Last week we visited Harriet’s family for Christmas. As part of the visit we introduced Jack to his Great-Grandpa. One time and place, four generations of family.
This got me thinking about The Great Span: a term that describes the personal connections made across history via a single lifetime. Jack got to meet his Great-Grandpa, born over 90 years ago, and perhaps in 90 years time he’ll meet his own great-grandchild. A span of 180 years. One more hop back, and we’re in the early 1800’s.
I also recall the concept of “personal density”, introduced to me via Breaking Bread with the Dead by Alan Jacobs. He writes with regards to expanding your reading horizons, but I think this applies equally well to understanding family connections of the past and future:
I’m going to try and convince you that the deeper your understanding of the past, the greater personal density you will accumulate.
I take that phrase from one of the most infuriatingly complex and inaccessible of twentieth-century novels, Thomas Pynchon’s Gravity’s Rainbow. Fortunately, you don’t have to read the novel to grasp the essential point that one of its characters makes. That character is a German engineer named Kurt Mondaugen, and his profession perhaps explains the curiously technical language he uses to express his core insight. Here is the in which we learn about “Mondaugen’s Law”:
“Personal density,” Kurt Mondaugen in his Peenemünde office not too many steps away from here, enunciating the Law which will one day bear his name, “is directly proportional to temporal bandwidth.”
“Temporal bandwidth” is the width of your present, your now… The more you dwell in the past and in the future, the thicker bandwidth, the more solid your persona.
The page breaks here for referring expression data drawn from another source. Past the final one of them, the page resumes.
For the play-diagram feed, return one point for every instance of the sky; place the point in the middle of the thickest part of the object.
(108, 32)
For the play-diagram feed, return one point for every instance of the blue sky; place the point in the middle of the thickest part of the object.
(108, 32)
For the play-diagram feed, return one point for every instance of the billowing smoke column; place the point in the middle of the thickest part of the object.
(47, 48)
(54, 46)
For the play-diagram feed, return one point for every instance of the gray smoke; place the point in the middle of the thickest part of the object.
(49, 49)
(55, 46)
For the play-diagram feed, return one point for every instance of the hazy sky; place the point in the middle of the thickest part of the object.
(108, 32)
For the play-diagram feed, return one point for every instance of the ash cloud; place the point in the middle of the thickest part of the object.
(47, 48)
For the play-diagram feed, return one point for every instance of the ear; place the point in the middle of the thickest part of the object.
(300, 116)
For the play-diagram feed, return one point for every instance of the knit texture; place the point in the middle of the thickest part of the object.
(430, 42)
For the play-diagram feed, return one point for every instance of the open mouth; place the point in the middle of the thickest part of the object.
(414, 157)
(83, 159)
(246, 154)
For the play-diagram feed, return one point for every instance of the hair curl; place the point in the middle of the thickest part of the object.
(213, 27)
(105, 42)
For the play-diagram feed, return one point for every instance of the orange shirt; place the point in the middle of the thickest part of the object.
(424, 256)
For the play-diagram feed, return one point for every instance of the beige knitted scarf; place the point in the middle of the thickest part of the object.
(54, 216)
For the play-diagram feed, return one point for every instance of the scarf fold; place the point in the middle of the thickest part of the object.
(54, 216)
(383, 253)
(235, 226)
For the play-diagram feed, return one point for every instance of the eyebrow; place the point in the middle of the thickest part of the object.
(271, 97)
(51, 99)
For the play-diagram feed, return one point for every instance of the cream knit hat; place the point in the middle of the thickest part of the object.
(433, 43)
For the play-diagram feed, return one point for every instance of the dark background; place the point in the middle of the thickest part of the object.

But the narrower your sense of Now, the more tenuous you are
Having Jack meet his Great-Grandpa was important to me for this reason. I’m sad that he can’t meet my grandparents, but I can reflect on how they would react to him, and what they might have liked to tell him about the world.
We asked Jack’s Great-Grandpa for a photo of them together, and suggested where he might want to frame it. He said: “it’s not for me, it’s for him, to know he had a great-grandfather.”